Apple has a stated aversion to releasing less-expensive hardware just to hit an attractive price—"cheap is for other people because we try to build a better product," Apple marketing SVP Greg Joswiak told us a few years ago. But rumors of a low-cost MacBook pop up every few years, undeterred, usually conflating "entry-level" with "low-cost." Here's a prediction about an $800 MacBook from October 2008 (actual entry-level prices: $999 and $1,299). Here's analyst Ming-Chi Kuo and Bloomberg's Mark Gurman in 2018 predicting a MacBook Air "with a lower price tag" that would "reignite sales" (actual price: $1,199, $200 more than the previous MacBook Air).
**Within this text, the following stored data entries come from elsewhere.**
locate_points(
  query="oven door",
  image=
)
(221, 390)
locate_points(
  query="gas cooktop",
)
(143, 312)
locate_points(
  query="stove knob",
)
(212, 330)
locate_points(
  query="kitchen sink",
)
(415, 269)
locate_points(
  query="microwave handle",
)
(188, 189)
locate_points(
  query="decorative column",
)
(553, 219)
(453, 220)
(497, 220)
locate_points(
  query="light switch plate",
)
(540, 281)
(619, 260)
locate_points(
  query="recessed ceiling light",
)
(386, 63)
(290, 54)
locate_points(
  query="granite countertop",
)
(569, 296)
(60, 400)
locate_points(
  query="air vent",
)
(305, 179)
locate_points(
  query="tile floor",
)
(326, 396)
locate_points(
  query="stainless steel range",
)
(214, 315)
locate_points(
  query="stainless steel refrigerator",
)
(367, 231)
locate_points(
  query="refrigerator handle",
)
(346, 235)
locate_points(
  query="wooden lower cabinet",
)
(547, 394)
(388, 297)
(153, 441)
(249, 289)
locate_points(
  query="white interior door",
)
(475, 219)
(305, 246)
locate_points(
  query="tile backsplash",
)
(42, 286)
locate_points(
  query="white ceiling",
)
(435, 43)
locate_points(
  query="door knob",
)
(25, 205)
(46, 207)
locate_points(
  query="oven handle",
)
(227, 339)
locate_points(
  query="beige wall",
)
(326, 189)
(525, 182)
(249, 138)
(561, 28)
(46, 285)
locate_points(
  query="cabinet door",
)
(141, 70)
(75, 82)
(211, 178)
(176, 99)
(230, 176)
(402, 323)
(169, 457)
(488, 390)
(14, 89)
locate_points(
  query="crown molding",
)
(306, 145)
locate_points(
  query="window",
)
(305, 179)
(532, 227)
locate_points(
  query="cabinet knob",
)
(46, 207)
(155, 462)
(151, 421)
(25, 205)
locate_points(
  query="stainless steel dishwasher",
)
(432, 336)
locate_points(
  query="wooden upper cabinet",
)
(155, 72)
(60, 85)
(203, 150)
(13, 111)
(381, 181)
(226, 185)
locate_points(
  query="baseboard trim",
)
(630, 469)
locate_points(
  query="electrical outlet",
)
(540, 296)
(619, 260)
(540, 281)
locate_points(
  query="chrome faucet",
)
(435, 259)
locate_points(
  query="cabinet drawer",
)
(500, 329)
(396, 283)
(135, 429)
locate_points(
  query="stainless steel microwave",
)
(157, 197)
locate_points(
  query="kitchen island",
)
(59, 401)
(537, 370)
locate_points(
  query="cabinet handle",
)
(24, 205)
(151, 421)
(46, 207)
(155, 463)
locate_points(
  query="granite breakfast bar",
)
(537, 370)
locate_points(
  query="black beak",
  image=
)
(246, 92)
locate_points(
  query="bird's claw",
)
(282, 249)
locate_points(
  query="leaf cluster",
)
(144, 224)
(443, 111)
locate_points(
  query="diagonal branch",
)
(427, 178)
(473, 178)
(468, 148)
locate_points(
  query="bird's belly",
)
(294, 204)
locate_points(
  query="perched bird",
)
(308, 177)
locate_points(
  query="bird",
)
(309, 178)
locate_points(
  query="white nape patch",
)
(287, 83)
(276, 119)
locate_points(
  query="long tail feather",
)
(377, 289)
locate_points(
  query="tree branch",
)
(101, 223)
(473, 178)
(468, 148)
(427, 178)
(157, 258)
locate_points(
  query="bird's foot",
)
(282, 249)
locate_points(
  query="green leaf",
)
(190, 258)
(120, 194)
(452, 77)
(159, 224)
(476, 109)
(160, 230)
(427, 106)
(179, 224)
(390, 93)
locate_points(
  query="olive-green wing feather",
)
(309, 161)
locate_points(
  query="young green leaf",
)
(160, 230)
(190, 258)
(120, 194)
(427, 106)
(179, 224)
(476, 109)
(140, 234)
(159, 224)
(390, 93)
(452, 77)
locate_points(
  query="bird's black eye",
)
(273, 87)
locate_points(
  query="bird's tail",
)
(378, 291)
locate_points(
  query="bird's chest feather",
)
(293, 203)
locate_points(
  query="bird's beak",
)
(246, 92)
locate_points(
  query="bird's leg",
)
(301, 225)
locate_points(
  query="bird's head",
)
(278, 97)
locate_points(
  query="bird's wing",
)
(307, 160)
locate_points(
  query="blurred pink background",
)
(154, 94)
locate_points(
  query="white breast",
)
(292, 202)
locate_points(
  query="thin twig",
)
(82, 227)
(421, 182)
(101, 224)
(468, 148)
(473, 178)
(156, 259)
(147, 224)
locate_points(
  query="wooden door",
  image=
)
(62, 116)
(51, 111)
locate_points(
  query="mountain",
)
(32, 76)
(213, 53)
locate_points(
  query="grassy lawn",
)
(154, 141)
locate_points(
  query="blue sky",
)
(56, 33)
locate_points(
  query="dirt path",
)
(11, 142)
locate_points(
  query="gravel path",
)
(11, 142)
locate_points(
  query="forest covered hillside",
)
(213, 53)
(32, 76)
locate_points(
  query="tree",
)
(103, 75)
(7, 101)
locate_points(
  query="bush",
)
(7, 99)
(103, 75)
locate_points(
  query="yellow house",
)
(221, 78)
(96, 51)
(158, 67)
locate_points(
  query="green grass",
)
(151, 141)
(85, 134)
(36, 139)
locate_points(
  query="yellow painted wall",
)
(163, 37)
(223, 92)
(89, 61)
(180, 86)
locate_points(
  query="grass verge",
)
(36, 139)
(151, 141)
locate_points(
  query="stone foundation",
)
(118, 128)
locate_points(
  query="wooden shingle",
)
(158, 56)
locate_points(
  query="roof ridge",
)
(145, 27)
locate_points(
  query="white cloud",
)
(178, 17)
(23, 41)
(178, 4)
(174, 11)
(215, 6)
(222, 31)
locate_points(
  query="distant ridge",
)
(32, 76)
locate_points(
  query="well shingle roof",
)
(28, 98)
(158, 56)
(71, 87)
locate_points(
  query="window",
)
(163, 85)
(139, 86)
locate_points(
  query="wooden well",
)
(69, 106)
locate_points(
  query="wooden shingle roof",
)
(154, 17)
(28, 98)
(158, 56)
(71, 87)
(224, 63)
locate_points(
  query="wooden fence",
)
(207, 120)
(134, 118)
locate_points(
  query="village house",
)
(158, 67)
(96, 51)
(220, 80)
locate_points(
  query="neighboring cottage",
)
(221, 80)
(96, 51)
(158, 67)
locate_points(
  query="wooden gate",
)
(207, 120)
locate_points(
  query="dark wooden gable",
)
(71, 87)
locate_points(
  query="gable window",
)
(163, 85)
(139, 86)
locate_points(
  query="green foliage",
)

This week, Kuo came back with an updated version of that same report, claiming that Apple "may also consider (but hasn't decided yet) introducing a more affordable MacBook model to boost shipments." Mac revenue and unit shipments have indeed been down year over year for a few quarters, though that has more to do with a pandemic- and Apple Silicon-fueled sales spike in 2021 and 2022 than anything (the revenue numbers are still on the high side of normal compared to 2019 and most of 2020).